Earlier in March, Las Vegas Sands (NYSE: LVS) took a historic step by announcing the sale of its Vegas property to Apollo Funds and VICI Properties for $6.25 billion. With multiple states legalizing sports wagering, the company’s peers including MGM Resorts, Penn National Gaming, and Wynn Resorts launched their sports betting applications in 2020. Sands’ has not announced its entry into the U.S. sports betting and iGaming industry but has a hidden presence with William Hill’s marquee site at Sands’ Venetian and Palazzo properties in Las Vegas. Given the uncertainty associated with the company’s decision to enter the sports betting industry or expand its Asian portfolio, Trefis compares profitability across geographies to highlight strong upside potential in the stock as the company reveals its investment plans in the near future. We believe that the stock has a sizable upside if new investments provide returns comparable to the Singapore property.

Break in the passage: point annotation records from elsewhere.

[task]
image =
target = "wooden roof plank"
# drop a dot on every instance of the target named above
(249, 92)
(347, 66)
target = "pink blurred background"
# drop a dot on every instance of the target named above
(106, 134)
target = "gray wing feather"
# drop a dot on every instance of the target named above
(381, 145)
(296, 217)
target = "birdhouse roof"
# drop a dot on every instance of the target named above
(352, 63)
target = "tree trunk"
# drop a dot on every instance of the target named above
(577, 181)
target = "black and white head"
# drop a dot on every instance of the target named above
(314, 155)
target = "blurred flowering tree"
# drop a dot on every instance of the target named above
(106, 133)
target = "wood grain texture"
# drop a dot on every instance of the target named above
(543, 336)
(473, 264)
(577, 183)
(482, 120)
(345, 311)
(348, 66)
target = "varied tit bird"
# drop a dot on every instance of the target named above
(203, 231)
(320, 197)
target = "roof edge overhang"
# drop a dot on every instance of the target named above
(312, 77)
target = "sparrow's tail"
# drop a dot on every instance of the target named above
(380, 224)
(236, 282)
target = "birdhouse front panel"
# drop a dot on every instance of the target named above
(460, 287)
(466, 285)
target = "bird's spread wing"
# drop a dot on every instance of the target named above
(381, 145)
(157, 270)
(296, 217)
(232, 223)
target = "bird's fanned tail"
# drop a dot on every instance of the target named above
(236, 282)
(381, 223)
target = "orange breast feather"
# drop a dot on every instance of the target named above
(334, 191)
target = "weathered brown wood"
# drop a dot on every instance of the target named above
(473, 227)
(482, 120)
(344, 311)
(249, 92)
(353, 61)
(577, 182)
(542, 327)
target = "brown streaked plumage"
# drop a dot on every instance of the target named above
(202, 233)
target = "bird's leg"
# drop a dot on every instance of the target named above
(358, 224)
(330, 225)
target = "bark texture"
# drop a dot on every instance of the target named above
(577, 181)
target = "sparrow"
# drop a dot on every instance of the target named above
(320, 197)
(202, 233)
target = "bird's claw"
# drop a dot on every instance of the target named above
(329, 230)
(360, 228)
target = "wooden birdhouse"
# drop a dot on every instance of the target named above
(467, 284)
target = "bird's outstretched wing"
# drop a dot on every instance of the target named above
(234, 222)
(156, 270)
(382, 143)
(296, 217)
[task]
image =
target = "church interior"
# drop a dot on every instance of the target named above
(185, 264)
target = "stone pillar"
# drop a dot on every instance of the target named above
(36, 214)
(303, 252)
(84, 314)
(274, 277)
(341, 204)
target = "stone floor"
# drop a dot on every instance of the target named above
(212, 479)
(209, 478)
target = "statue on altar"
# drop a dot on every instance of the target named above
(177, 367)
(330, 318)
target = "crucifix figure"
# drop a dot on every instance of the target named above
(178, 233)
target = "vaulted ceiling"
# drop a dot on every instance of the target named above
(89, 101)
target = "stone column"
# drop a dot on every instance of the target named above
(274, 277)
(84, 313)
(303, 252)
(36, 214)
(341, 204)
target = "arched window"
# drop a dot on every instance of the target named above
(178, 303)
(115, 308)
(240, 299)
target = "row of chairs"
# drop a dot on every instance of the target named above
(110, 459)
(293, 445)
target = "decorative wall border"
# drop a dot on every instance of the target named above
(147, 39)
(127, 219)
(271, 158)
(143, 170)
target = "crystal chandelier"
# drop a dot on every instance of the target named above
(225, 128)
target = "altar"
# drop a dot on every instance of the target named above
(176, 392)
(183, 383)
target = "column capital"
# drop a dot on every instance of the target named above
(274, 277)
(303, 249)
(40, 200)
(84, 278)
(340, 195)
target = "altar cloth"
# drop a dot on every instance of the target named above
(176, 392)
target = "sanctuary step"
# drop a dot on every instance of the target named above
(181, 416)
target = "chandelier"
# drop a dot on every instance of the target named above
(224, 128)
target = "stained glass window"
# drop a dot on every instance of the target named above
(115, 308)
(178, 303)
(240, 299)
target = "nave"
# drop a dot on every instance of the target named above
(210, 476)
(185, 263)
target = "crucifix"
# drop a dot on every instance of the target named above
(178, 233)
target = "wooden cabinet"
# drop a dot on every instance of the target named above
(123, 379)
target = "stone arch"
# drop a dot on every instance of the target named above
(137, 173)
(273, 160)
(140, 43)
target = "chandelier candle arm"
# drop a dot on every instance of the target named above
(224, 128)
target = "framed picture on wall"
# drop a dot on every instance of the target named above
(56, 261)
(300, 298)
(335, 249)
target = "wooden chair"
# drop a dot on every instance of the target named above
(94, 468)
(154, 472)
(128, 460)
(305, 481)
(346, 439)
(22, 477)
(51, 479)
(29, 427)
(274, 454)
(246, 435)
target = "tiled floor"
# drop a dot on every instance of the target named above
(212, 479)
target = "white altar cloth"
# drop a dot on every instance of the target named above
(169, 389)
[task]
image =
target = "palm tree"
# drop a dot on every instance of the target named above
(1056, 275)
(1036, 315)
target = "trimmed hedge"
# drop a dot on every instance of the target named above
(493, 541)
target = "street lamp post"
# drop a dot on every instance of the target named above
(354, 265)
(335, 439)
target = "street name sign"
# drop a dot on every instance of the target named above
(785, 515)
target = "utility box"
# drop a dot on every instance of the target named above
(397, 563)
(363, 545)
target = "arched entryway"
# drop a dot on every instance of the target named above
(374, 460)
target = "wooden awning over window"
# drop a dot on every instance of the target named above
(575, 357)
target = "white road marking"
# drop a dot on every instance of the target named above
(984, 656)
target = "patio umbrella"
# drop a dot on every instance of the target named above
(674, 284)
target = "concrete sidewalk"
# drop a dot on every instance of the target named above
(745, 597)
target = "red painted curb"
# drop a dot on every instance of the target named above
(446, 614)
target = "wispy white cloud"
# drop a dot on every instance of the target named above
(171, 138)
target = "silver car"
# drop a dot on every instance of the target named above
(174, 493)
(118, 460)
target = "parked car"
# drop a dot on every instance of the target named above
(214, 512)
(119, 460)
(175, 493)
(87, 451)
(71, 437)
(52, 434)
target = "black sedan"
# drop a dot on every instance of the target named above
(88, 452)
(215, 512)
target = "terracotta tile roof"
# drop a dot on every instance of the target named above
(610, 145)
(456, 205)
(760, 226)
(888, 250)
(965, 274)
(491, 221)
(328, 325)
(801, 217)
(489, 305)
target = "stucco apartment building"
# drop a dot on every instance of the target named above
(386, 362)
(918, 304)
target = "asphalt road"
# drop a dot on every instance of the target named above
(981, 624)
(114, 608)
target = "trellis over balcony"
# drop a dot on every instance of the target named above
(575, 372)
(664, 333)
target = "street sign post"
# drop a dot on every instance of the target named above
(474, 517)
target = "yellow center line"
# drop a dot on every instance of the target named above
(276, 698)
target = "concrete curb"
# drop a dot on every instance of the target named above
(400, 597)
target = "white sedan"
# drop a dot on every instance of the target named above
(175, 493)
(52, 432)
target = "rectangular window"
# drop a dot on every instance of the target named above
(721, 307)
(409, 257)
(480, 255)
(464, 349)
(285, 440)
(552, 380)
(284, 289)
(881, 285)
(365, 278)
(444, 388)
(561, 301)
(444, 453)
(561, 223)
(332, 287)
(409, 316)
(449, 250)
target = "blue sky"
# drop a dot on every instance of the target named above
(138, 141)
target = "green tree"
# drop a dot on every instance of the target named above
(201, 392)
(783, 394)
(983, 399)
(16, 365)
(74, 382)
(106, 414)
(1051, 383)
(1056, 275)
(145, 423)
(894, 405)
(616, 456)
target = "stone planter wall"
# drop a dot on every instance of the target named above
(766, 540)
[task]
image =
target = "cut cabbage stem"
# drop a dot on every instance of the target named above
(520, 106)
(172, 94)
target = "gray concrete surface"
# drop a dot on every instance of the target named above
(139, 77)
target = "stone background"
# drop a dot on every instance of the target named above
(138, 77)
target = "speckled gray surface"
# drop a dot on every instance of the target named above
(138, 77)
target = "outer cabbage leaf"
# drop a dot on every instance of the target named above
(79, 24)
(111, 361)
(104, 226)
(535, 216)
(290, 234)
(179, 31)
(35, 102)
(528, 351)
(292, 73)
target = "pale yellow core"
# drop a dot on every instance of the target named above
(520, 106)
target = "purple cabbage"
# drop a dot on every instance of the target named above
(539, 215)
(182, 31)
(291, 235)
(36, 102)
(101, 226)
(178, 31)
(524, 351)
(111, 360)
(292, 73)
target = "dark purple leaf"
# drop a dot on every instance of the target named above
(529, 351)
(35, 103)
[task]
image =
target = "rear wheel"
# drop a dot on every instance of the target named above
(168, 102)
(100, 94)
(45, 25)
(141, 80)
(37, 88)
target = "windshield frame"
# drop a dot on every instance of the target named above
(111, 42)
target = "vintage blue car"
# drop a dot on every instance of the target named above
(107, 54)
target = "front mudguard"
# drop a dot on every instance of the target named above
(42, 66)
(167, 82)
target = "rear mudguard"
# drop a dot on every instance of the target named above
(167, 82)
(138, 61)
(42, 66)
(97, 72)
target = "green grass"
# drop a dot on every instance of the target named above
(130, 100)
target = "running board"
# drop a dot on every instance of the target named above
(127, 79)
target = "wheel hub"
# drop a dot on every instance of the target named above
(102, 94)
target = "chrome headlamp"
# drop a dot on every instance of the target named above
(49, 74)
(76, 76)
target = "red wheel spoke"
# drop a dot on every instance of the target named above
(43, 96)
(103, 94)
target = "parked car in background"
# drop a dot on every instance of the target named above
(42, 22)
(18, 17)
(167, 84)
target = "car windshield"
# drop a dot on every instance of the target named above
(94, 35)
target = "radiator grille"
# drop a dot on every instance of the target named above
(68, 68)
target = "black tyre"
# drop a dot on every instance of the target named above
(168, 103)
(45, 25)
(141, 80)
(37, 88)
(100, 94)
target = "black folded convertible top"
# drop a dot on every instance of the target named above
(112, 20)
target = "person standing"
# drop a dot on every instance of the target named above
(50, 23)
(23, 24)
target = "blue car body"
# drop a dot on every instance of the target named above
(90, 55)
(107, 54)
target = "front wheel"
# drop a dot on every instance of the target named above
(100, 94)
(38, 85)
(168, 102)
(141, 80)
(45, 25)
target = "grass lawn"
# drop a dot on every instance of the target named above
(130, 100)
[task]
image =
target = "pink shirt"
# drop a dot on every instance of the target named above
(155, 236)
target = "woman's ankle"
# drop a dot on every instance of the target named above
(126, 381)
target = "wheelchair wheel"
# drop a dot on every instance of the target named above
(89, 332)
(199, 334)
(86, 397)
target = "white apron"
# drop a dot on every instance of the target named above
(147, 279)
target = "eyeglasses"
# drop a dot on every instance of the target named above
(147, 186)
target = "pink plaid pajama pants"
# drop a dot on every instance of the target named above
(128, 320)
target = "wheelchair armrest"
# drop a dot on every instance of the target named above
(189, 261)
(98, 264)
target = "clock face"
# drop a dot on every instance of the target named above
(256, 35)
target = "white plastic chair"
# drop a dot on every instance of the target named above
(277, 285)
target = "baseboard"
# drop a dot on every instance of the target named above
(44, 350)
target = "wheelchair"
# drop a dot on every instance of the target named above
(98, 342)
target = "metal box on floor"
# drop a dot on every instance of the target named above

Our interactive dashboard analysis highlights Las Vegas Sands stock performance during the current crisis with that during the 2008 recession.
Sands’ revenue and margin contribution from different geographies
In 2019, Sands’ Macau, Singapore, and Vegas properties contributed 63%, 22%, and 15% of the $13.7 billion revenues, respectively. More importantly, Vegas properties reported the lowest EBITDA margin of 26% compared to 54% by Singapore and 36% by Macau. Thus, investor returns are majorly driven by Sands’ Macau and Singapore businesses.
As the company re-invests the capital from the Vegas property sales in assets with a potential to generate a high 54% EBITDA margin (as the Singapore property does) in the long-run, shareholders will benefit from higher profitability and an expanding top line – resulting in long-term capital gains.
What If Sands allocates excess cash in Singapore and reduces its debt burden?
In 2019, Sands announced the extension plan of Marina Bay Sands (Singapore property) with a targeted cost of $3.4 billion. The extension project will increase the number of rooms by almost 50% with an expectation of similar growth in other segments including gaming, shop rentals, and food & beverage services. With a higher capacity, Sands’ EBITDA from Singapore can increase by 50% – resulting in excess return on invested capital. Thus, the stock has strong upside potential from current levels assuming that the company’s new investments generate returns comparable to Marina Bay Sands.
Along with a potential entry into the U.S. sports betting and iGaming industry, the company has also been looking for acquisition targets in Asia. Thus, the freed-up capital opens a plethora of opportunities for the company and likely gains for shareholders.